A Community-Informed Approach to Interventions for Misgendering
Introduction
The paper "A Community-Informed Approach to Interventions for Misgendering" presents the development of a novel dataset and framework to address the pervasive issue of misgendering in automated systems. The research is driven by the lack of existing scholarship and tools aimed at combating the detrimental effects of misgendering, especially for gender-diverse individuals. By leveraging insights from a community survey, the authors define a misgendering intervention task and introduce the MisgenderMender dataset to facilitate ongoing research in this area.
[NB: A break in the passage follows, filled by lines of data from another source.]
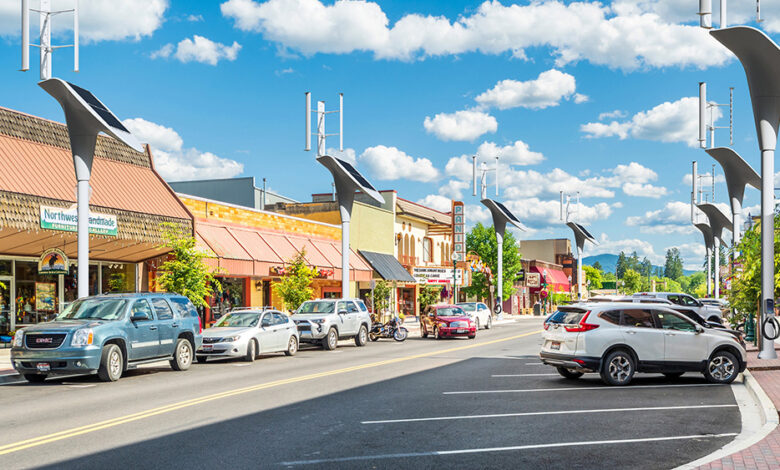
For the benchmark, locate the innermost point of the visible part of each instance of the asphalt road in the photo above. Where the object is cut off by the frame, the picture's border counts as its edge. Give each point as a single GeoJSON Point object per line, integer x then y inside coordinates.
{"type": "Point", "coordinates": [484, 403]}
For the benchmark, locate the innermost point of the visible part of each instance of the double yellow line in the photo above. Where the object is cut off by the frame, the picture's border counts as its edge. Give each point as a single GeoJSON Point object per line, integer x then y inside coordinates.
{"type": "Point", "coordinates": [89, 428]}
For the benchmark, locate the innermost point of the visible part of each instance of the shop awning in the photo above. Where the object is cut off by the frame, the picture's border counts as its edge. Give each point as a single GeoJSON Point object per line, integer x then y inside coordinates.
{"type": "Point", "coordinates": [246, 251]}
{"type": "Point", "coordinates": [556, 280]}
{"type": "Point", "coordinates": [387, 266]}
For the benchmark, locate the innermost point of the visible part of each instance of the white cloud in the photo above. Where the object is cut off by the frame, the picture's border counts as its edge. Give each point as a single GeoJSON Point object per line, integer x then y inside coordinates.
{"type": "Point", "coordinates": [518, 153]}
{"type": "Point", "coordinates": [347, 155]}
{"type": "Point", "coordinates": [434, 201]}
{"type": "Point", "coordinates": [573, 31]}
{"type": "Point", "coordinates": [542, 92]}
{"type": "Point", "coordinates": [674, 217]}
{"type": "Point", "coordinates": [644, 190]}
{"type": "Point", "coordinates": [627, 245]}
{"type": "Point", "coordinates": [176, 163]}
{"type": "Point", "coordinates": [198, 49]}
{"type": "Point", "coordinates": [612, 115]}
{"type": "Point", "coordinates": [461, 125]}
{"type": "Point", "coordinates": [99, 20]}
{"type": "Point", "coordinates": [390, 163]}
{"type": "Point", "coordinates": [676, 121]}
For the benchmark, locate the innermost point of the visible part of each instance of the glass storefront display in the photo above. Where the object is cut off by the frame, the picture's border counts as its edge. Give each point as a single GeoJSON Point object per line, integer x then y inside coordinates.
{"type": "Point", "coordinates": [232, 295]}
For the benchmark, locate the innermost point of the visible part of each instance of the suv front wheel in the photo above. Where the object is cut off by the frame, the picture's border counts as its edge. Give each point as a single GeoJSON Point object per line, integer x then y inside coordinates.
{"type": "Point", "coordinates": [618, 368]}
{"type": "Point", "coordinates": [182, 356]}
{"type": "Point", "coordinates": [722, 368]}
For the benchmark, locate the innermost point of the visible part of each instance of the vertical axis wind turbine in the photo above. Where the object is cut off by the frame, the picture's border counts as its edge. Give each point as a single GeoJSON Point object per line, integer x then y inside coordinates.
{"type": "Point", "coordinates": [346, 178]}
{"type": "Point", "coordinates": [501, 216]}
{"type": "Point", "coordinates": [44, 44]}
{"type": "Point", "coordinates": [760, 57]}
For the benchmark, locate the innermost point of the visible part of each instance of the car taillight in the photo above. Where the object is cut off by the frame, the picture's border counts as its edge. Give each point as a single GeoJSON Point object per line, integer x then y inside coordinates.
{"type": "Point", "coordinates": [582, 325]}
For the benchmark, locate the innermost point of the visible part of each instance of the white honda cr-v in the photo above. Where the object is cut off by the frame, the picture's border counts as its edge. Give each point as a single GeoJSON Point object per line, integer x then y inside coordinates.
{"type": "Point", "coordinates": [619, 339]}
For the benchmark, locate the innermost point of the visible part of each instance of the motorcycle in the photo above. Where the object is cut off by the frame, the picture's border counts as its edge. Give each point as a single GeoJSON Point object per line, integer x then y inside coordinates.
{"type": "Point", "coordinates": [391, 329]}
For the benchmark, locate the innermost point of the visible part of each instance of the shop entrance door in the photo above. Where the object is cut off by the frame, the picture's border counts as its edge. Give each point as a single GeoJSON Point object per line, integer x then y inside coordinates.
{"type": "Point", "coordinates": [6, 305]}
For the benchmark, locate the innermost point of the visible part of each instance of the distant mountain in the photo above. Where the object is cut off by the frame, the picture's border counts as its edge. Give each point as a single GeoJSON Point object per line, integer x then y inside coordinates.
{"type": "Point", "coordinates": [608, 263]}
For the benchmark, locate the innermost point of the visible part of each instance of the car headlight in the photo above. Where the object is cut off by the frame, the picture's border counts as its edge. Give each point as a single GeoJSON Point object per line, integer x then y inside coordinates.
{"type": "Point", "coordinates": [18, 338]}
{"type": "Point", "coordinates": [82, 337]}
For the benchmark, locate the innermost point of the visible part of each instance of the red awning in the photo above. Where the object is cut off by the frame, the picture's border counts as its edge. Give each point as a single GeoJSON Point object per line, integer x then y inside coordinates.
{"type": "Point", "coordinates": [556, 280]}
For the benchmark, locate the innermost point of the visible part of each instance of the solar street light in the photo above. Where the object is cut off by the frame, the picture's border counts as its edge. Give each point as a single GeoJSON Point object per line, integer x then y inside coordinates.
{"type": "Point", "coordinates": [348, 180]}
{"type": "Point", "coordinates": [501, 216]}
{"type": "Point", "coordinates": [85, 116]}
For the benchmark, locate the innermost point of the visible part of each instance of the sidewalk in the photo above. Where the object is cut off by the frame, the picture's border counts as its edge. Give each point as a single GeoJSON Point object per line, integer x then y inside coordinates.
{"type": "Point", "coordinates": [766, 453]}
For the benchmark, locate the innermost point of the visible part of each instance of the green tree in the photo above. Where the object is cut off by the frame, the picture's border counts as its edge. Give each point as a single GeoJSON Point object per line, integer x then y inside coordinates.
{"type": "Point", "coordinates": [593, 276]}
{"type": "Point", "coordinates": [632, 282]}
{"type": "Point", "coordinates": [429, 295]}
{"type": "Point", "coordinates": [382, 293]}
{"type": "Point", "coordinates": [745, 290]}
{"type": "Point", "coordinates": [673, 265]}
{"type": "Point", "coordinates": [185, 272]}
{"type": "Point", "coordinates": [622, 265]}
{"type": "Point", "coordinates": [295, 286]}
{"type": "Point", "coordinates": [482, 241]}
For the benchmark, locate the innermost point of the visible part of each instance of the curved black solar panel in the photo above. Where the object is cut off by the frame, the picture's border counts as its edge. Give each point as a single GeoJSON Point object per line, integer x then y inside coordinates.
{"type": "Point", "coordinates": [99, 108]}
{"type": "Point", "coordinates": [354, 173]}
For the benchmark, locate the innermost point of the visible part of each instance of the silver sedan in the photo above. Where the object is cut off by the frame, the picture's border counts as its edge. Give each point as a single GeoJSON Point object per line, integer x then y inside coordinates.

Data Collection and Annotation
The MisgenderMender dataset is built on social media content sourced from X (formerly Twitter) and YouTube, and incorporated content generated by several LLMs. Texts involving 30 non-cisgender public figures, whose gender identities and preferred terms are publicly available, were collected. Each instance in the dataset underwent careful human annotation to determine the presence of misgendering, resulting in a comprehensive dataset of 3790 instances.
For the effective annotation of misgendering, annotators were provided with the gender linguistic profiles of individuals, including their preferred pronouns, gender terms, and deadnames (if applicable). Two sub-tasks were defined: (i) detecting misgendering in text, and (ii) correcting misgendering in detected instances, with the latter only applied to LLM-generated content where editing was considered appropriate.
Community Survey
A significant aspect of this research is the community survey conducted among gender-diverse individuals in the US. This survey aimed to understand the lived experiences of misgendering and gather opinions on automated intervention systems. Key findings include:
- Prevalence: Misgendering is most commonly experienced on social media, followed by AI-generated content, news articles, and academic journals.
- Intervention Preferences: There was a strong preference for automatic detection of misgendering, but opinions on automatic correction versus content hiding varied by domain. There was a greater acceptance of automatic corrections in AI-generated content compared to social media, where freedom of expression and the potential for false allyship were major concerns.
- Concerns: Fundamental feasibility issues, privacy, risk of profiling, and limitations of NLP systems in handling nuanced language were significant concerns among the participants.
Task Definition and Evaluation
The dataset enabled the evaluation of existing NLP systems on the task of detecting misgendering. Initial benchmarks were established using several methods:
- Prompting LLMs: Few-shot chain-of-thought prompting was applied to GPT-4, achieving the highest F1-scores among the evaluated models but indicating substantial room for improvement. GPT-4’s performance across various domains (X posts: 62.6, YouTube Comments: 85.3, LLM-generations: 55.9) shows that detection in diverse contexts remains challenging.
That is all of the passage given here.